Not that there aren’t a few laughs early on. Kate Hudson, who seems to be zeroing in on a role that merits her talents, and Luke Wilson soar above the material that they’re handed and walk away from the flick’s devolution into a saccharine puddle with their self-respect intact. Hudson as Emma, sloe-eyed and prim in a grey suit is a perfect foil to the happily haphazard Wilson as Alex. She’s a stenographer hired to take Alex’s dictation. Hes a successful author threatened by a loan shark’s collection agents who have already burned his laptop, and threaten worse to his person. His only way out is to finish his next book in thirty days, get a check from his publisher, pay the loan sharks, and resume a life of haphazard happiness. At first it all clicks together so well, she with the cogent commentary on the tritely overwrought romance he’s dictating and he forging on despite the critical onslaught with a look that is only a few rungs above hopeless on the oblivious ladder. Then it happens, they’re attracted to one another and instead of the slick banter, there’s cutesy chatter with Emma doing unexpectedly silly things and Alex falling for this gummy bear masquerading as a prickly pear.
The conceit, the novel coming to life as Alex invents it, is an excellent one, with Alex and Emma doing double duty as the characters in a Fitzgerald-redux tale of money and love set in 1924. He as the stalwart and confused romantic hero, a tutor caught in a love triangle with his sultry employer and her wealthy suitor, and she as the family’s au pair, who changes nationality the way we change dental floss.

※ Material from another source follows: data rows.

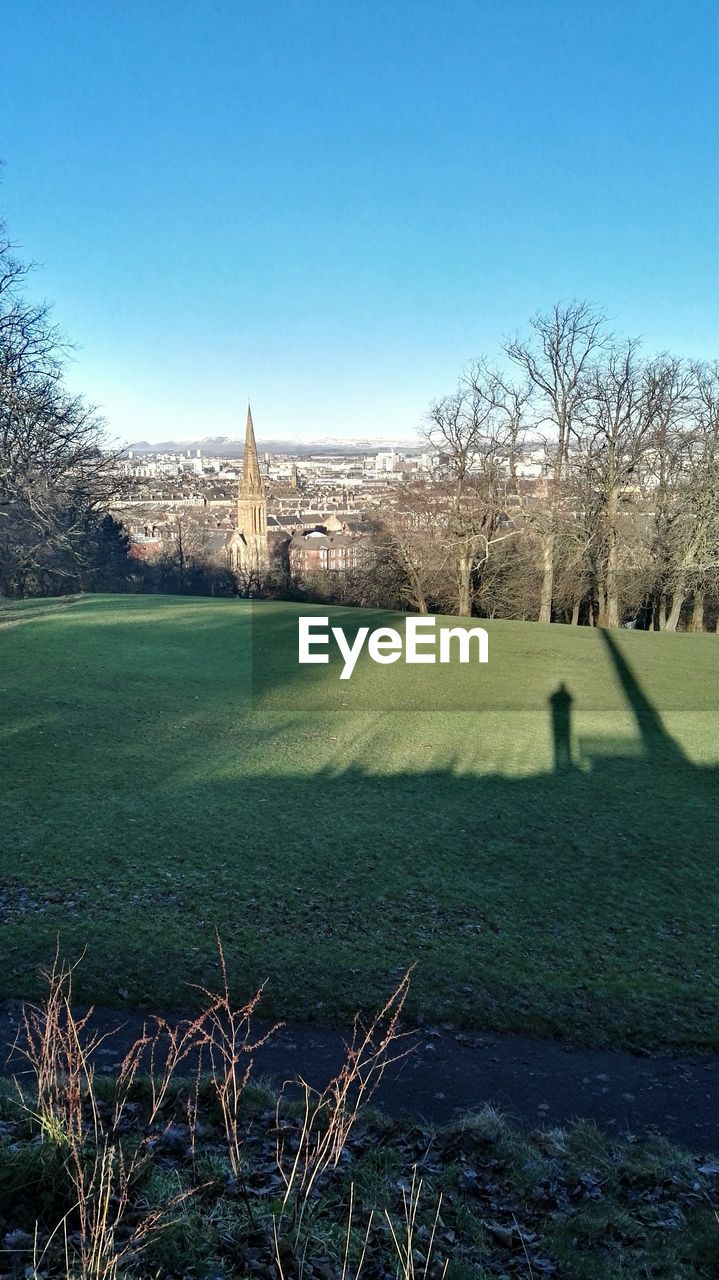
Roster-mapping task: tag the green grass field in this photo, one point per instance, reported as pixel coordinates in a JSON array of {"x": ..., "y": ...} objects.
[{"x": 168, "y": 768}]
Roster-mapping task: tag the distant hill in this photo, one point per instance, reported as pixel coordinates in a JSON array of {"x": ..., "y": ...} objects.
[{"x": 228, "y": 447}]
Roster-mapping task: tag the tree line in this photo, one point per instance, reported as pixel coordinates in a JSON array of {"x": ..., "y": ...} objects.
[{"x": 622, "y": 526}]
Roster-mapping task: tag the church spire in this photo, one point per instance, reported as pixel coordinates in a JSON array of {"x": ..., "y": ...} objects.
[{"x": 251, "y": 479}]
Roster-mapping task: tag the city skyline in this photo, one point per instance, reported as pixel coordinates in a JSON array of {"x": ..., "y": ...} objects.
[{"x": 333, "y": 210}]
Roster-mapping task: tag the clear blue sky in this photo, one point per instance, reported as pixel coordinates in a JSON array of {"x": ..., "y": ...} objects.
[{"x": 331, "y": 206}]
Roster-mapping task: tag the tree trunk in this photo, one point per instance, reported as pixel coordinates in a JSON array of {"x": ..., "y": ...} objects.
[
  {"x": 674, "y": 612},
  {"x": 612, "y": 599},
  {"x": 548, "y": 579},
  {"x": 697, "y": 612},
  {"x": 463, "y": 594}
]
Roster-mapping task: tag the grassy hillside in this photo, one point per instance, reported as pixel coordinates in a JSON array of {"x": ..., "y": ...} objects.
[{"x": 168, "y": 767}]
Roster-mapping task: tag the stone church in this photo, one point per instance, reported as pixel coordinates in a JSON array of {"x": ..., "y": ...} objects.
[{"x": 246, "y": 547}]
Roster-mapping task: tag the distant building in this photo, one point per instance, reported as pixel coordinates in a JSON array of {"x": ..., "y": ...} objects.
[
  {"x": 246, "y": 547},
  {"x": 331, "y": 547}
]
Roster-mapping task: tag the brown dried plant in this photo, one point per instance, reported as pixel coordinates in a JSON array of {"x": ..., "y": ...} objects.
[{"x": 308, "y": 1148}]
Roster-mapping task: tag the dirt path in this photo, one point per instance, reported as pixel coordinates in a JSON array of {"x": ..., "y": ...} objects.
[{"x": 532, "y": 1080}]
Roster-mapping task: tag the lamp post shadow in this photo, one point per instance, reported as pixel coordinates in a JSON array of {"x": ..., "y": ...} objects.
[{"x": 560, "y": 708}]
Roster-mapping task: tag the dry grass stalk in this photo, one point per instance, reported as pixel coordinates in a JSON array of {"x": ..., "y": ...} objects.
[
  {"x": 328, "y": 1116},
  {"x": 413, "y": 1264},
  {"x": 228, "y": 1042},
  {"x": 58, "y": 1047}
]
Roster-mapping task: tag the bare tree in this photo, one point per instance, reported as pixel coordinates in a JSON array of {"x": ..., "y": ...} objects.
[
  {"x": 557, "y": 360},
  {"x": 471, "y": 437},
  {"x": 53, "y": 470}
]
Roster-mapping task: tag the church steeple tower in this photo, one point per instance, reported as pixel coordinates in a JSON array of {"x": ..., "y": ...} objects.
[
  {"x": 251, "y": 506},
  {"x": 251, "y": 483}
]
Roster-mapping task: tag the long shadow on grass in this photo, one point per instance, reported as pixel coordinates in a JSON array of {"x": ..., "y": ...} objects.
[{"x": 576, "y": 901}]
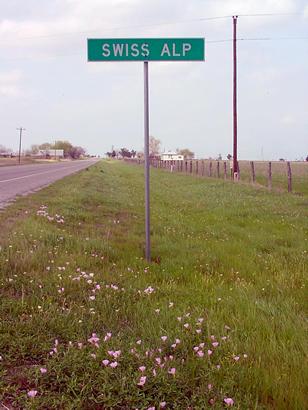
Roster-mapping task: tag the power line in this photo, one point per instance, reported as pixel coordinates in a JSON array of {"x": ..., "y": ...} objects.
[
  {"x": 258, "y": 39},
  {"x": 199, "y": 19}
]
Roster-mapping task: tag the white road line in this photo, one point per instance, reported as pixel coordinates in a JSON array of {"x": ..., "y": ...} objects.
[{"x": 38, "y": 173}]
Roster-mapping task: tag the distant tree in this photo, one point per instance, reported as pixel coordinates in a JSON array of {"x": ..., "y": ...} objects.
[
  {"x": 76, "y": 152},
  {"x": 66, "y": 146},
  {"x": 187, "y": 153},
  {"x": 154, "y": 146},
  {"x": 125, "y": 153}
]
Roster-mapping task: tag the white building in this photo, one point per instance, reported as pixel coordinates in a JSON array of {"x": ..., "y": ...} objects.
[{"x": 171, "y": 156}]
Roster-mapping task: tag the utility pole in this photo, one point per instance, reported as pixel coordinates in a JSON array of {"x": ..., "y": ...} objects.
[
  {"x": 235, "y": 164},
  {"x": 20, "y": 133}
]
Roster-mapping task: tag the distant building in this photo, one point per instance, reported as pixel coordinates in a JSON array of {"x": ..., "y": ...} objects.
[
  {"x": 49, "y": 153},
  {"x": 171, "y": 156}
]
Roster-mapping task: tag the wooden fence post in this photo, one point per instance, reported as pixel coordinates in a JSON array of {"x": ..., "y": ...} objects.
[
  {"x": 289, "y": 177},
  {"x": 210, "y": 169},
  {"x": 225, "y": 170},
  {"x": 269, "y": 183},
  {"x": 253, "y": 175}
]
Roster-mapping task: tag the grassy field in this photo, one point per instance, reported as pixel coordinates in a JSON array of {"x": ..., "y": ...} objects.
[
  {"x": 216, "y": 320},
  {"x": 279, "y": 174}
]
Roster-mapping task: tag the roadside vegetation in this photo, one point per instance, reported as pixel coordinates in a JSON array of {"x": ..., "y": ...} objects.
[{"x": 216, "y": 320}]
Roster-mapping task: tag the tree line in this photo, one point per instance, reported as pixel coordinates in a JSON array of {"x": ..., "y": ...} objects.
[
  {"x": 154, "y": 151},
  {"x": 69, "y": 150}
]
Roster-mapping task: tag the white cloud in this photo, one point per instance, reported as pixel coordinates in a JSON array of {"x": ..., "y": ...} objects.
[{"x": 10, "y": 83}]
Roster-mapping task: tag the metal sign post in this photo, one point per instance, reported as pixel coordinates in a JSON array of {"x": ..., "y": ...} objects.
[
  {"x": 146, "y": 49},
  {"x": 146, "y": 162}
]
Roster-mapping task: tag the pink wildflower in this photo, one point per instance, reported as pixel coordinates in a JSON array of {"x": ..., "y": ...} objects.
[
  {"x": 228, "y": 401},
  {"x": 200, "y": 353},
  {"x": 32, "y": 393},
  {"x": 142, "y": 381}
]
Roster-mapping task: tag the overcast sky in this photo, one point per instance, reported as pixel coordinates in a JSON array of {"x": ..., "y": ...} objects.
[{"x": 48, "y": 87}]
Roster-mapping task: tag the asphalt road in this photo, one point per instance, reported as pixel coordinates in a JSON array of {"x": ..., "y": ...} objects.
[{"x": 24, "y": 179}]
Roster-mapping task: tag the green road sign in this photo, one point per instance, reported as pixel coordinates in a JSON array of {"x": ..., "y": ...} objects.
[{"x": 146, "y": 49}]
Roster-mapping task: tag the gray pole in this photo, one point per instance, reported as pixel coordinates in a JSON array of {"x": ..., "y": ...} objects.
[
  {"x": 146, "y": 162},
  {"x": 19, "y": 152}
]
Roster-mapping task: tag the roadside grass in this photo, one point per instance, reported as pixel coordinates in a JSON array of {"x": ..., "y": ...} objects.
[{"x": 217, "y": 318}]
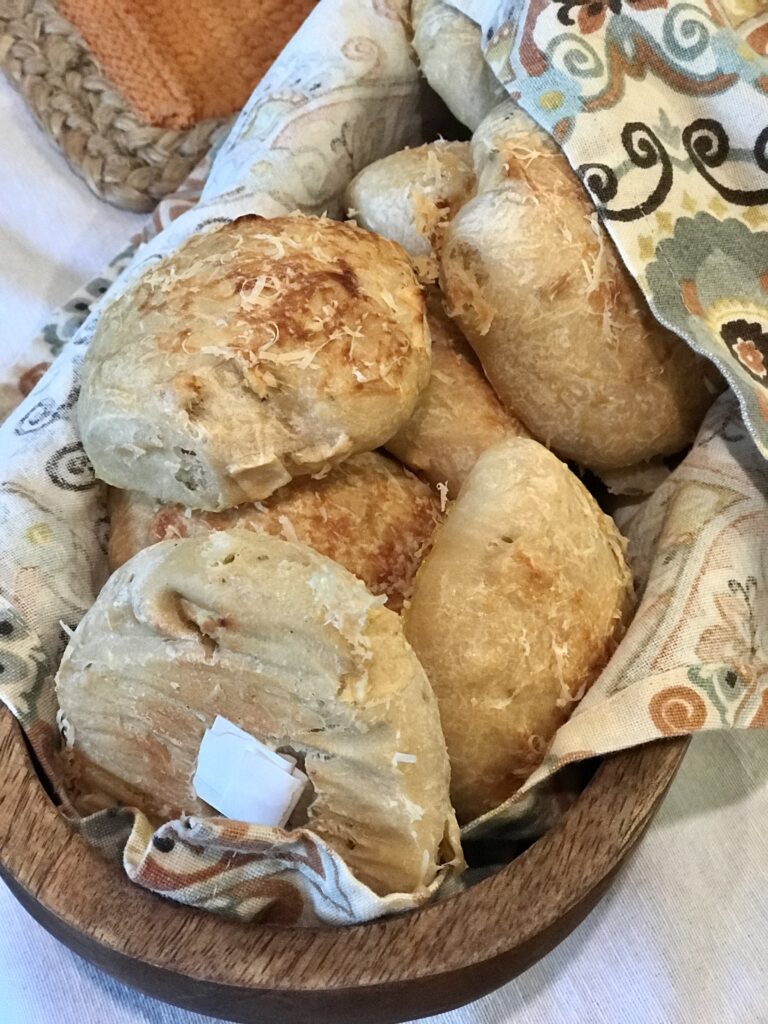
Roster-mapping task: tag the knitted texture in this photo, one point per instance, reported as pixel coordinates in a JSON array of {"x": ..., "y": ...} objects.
[
  {"x": 120, "y": 157},
  {"x": 177, "y": 64}
]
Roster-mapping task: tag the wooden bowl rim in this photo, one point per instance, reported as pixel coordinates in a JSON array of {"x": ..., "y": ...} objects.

This allows the film to work with parallel love stories set in both worlds, albeit with uneven success. Most of the success lies with Hudson, who is given the chance to strut her stuff as a Swede, a German, a Spaniard and an apple-pie American. Wilson is given the chance to slick his hair back, and Sophie Marceau as Polina, the sultry apex of the triangle, is given the chance to take a bubble bath. Luckily, everyone looks fetching in the period garb.
Along the way we learn the finer points of story plotting from the male and female perspective as work on the novel progresses and Alex and Emma adjust to one another’s theories of same. If we’d just left it there, what a lovely film it would have been, blessed with dialogue that is unafraid to use words of several syllables and rife with moments such as Alex inserting a comment about Polina’s ample bosom to the narrative and Emma insisting on adding the word “heaving” to the description in a deliciously neat dismissal of Alex’s pretensions as well as a deconstruction of the cliché-ridden tale he’s telling.
As a bland and forgettable summer flick, ALEX & EMMA isnt overtly irritating. For fans of Hudson’s work in ALMOST FAMOUS and Wilson’s in THE ROYAL TENNEBAUMS, though, it’s a major letdown.